Sometimes I really want to fall in love, but the thought of "my face has bad skin." If he kisses me, he will see it, and he will hug my waist to find my hidden fat. When we had dinner together, I knew I ate like a man. I usually hold a mobile phone to brush Weibo's smile, and he will think I am crazy. " I think it's better to be single. But it is also a relief to think that you have so many problems and can't find someone at all.
Grandma sent a message to her grandson, saying, you should hide quickly. Your teacher came to see you at home because you played truant. Grandson said: Grandma, hide quickly! I called my teacher for leave today and said that my grandmother died and didn't go to school. At this time, grandma has opened the door for the teacher. Teacher: And you are? Grandma: Today is the seventh day. I'll come back and have a look. (
I had dinner with my classmate today and saw a booger sticking to his nose. I want to be frank, but I'm embarrassed, just say he has rice under his nose. As a result, he smiled and licked it into his mouth with his tongue. ...

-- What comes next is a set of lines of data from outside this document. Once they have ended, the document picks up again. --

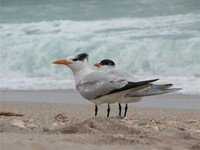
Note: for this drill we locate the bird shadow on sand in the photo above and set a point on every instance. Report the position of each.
(96, 125)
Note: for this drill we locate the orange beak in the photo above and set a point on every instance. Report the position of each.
(62, 62)
(97, 65)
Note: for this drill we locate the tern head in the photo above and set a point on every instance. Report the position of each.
(75, 63)
(105, 64)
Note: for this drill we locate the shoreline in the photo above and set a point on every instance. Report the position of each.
(175, 101)
(48, 126)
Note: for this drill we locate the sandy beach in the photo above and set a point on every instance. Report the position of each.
(73, 126)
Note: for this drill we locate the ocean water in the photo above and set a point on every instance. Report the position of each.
(148, 38)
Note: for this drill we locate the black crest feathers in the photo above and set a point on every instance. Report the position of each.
(82, 56)
(107, 62)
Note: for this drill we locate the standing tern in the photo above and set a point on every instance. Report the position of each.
(99, 87)
(108, 66)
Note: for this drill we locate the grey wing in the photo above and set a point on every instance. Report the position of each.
(98, 84)
(122, 74)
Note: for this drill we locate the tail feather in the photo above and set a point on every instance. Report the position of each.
(151, 92)
(161, 86)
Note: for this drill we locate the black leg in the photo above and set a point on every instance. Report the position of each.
(120, 109)
(108, 111)
(96, 110)
(126, 108)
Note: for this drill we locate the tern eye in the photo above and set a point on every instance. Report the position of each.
(75, 59)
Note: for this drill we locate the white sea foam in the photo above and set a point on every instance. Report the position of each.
(166, 46)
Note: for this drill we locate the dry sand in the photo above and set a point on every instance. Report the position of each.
(73, 126)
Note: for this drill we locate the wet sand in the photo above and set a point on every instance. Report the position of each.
(73, 126)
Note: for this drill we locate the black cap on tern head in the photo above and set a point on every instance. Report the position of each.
(82, 57)
(107, 62)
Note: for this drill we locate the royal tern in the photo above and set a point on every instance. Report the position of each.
(99, 87)
(108, 66)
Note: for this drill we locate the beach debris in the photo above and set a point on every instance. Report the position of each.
(2, 113)
(18, 123)
(118, 117)
(46, 129)
(156, 128)
(181, 128)
(191, 121)
(54, 124)
(32, 126)
(61, 118)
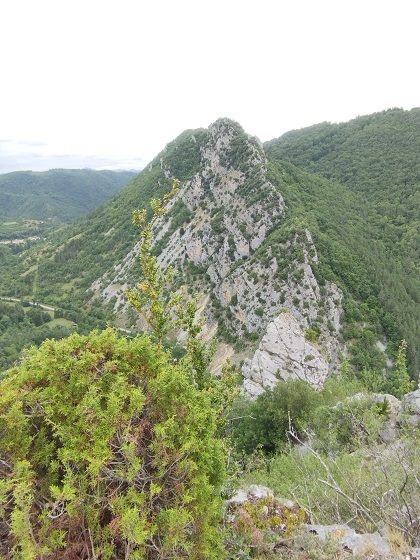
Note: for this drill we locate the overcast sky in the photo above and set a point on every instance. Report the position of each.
(106, 84)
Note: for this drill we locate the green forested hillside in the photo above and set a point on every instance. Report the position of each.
(367, 253)
(376, 155)
(60, 271)
(61, 195)
(374, 166)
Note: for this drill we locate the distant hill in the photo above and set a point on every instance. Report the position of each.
(269, 236)
(60, 195)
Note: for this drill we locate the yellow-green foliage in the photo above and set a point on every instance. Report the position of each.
(107, 451)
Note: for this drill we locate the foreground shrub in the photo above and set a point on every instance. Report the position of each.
(107, 450)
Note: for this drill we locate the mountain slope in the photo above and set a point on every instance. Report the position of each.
(282, 258)
(376, 157)
(61, 195)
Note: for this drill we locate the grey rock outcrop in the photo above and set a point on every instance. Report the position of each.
(284, 353)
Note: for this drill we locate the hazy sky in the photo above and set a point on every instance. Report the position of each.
(106, 84)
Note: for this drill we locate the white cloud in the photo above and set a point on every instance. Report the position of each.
(104, 81)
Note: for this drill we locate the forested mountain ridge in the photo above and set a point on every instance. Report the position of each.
(377, 157)
(61, 195)
(270, 247)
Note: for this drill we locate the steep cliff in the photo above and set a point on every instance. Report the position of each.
(221, 232)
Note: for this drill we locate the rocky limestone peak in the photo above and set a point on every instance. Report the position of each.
(225, 232)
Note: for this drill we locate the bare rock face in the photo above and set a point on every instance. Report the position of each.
(284, 353)
(231, 247)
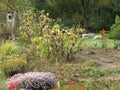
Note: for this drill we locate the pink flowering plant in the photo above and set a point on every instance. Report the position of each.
(32, 81)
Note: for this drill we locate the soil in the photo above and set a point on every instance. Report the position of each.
(105, 58)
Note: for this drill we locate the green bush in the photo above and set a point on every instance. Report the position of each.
(115, 29)
(8, 48)
(14, 64)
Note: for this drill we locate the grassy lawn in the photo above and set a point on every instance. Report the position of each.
(84, 73)
(88, 43)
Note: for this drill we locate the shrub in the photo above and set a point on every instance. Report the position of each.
(14, 64)
(115, 29)
(34, 80)
(8, 48)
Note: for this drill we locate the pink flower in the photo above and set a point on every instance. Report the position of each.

Two African couples are quarrelling. The husband said, "Skippy!" The wife said, "Dig for Nini!" The husband said, "Topeka, Anji, the bottom of the building is thick and wide!" " At this time, the wife has knelt down and pleaded: "Mimi, Kuo Udi, Kuo Uji of Tatar Hall!" The husband thundered, "A Qin listens to Guo Wuji! ! "And you, like 2B, have been reading until now, as if you really understand African dialects.

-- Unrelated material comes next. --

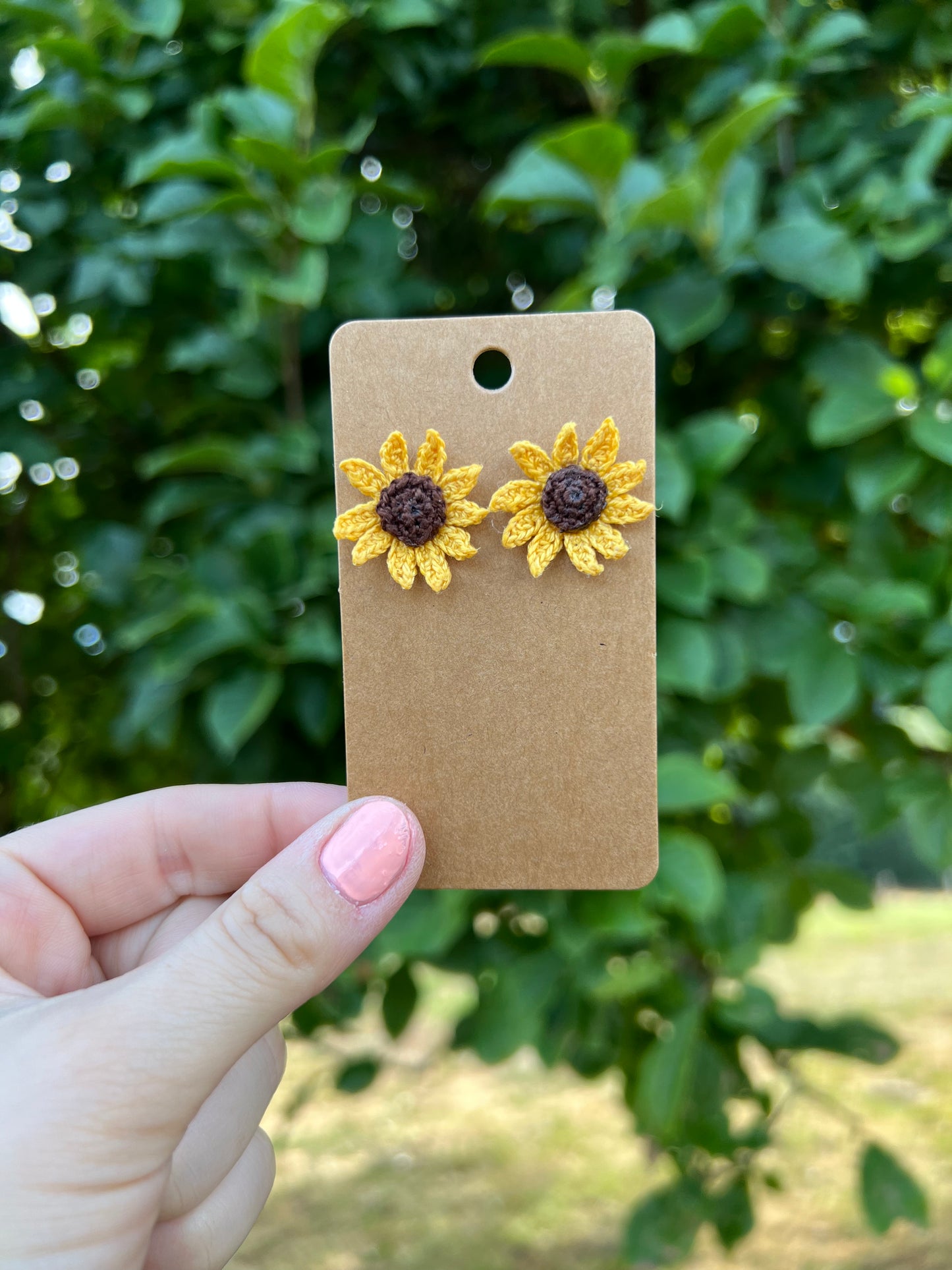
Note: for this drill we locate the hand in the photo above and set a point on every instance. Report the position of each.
(138, 1001)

When Pig Bajie was just appeased, he felt that he didn't know etiquette and was afraid of offending Tang Priest, so he asked the Monkey King what to do. Wukong said, after a while, you can see what I do, just learn. When they met the Tang Priest, Wukong knelt down and said, "Master, I am a disciple!" " Pig immediately got the message and knelt down and cried, "Master, fat disciple, bow down!

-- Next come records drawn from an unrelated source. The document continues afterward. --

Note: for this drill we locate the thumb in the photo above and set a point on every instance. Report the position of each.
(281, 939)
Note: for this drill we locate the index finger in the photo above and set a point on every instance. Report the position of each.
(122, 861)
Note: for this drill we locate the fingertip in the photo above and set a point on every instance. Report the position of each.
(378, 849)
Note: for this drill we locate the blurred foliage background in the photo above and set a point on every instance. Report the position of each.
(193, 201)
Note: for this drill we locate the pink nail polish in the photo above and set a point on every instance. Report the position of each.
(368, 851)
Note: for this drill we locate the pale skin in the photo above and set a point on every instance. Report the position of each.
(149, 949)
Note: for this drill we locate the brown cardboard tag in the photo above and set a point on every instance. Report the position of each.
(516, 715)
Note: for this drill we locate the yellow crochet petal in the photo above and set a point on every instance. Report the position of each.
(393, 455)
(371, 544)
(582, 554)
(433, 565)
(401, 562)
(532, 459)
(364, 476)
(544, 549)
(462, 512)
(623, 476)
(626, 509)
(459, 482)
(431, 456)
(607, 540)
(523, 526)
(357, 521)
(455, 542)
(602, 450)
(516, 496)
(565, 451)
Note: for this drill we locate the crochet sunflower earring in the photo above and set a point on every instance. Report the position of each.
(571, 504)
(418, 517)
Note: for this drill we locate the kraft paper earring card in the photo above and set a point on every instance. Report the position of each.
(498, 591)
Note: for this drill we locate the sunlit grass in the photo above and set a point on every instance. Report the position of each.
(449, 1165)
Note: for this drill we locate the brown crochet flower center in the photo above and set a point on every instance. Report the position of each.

Television is totally different from reality! Just now I said to my dad, "Dad, can you sing little stars?" What my dad said turned out to be: "Go and get the calf! Almost 30 fucking years old, like a mental retardation! " (
Friend, I saw you surfing the Internet again. Why are you always online? Have you finished your study task? Aren't your parents worried about you? ""Are you crazy? ! You are still so arrogant when you are about to be eaten! " Spider essence said to Tang Priest.
My parents are absolutely the stupidest people in the world. After they borrowed money from others, they promised that "we will pay you back all the money we owe you", and then they gave birth to me and named me Tong Tong.